Kisah Ke-empat: Duri 14 Agustus 2010 jam 17:22 Mulai lah orang itu bercerita lagi, dari wajahnya sama sekali tidak aku lihat ada rasa lelah, padahal bibirnya kering karena puasa.

'' Aku hanya akan mengisahkan cerita yang pernah disampaikan nenekku, beberapa tahun yang lalu. Kisah tentang manusia hebat yang diceritakan Tuhan di dalam kitab suci. Ya, semua orang ingin menjadi manusia hebat. Hidupnya harus tercatat dalam kitab kehidupan dan akan dibuka oleh generasi mendatang kelak. Namun, menjadi hebat bukan barang dagangan!''

Suatu hari Lukman yang bijaksana melakukan perjalanan bersama anaknya. Kota yang dituju adalah sebuah tempat dimana keramaian merupakan hal biasa. Langit mendung, udara gerah, angin berhembus kencang, cukup menerbangkan orang-orangan di ladang gandum.
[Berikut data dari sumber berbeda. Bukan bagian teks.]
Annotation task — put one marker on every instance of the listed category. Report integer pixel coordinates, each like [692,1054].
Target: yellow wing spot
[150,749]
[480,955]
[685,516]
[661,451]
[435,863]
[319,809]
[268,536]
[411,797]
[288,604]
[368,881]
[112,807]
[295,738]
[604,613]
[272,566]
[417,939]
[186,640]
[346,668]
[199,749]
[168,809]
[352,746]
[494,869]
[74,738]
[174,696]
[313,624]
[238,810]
Tiba-tiba, anak kecil itu merintih kesakitan, kakinya tertusuk duri, berdarah. Maka lukman membawanya ke sebuah gubuk di ladang gandum. Luka dibersihkan dan di balut olehnya.

Satu jam kemudian, mereka melanjutkan perjalanan. Alangkah tercengangnya mereka ketika menyaksikan keadaan kota telah porak poranda karena badai. Menurut seseorang baru saja badai berhenti...

Lukman memandang mata anaknya, lantas menurunkan pandangannya tepat di kaki anaknya yang sudah terbalut kain putih.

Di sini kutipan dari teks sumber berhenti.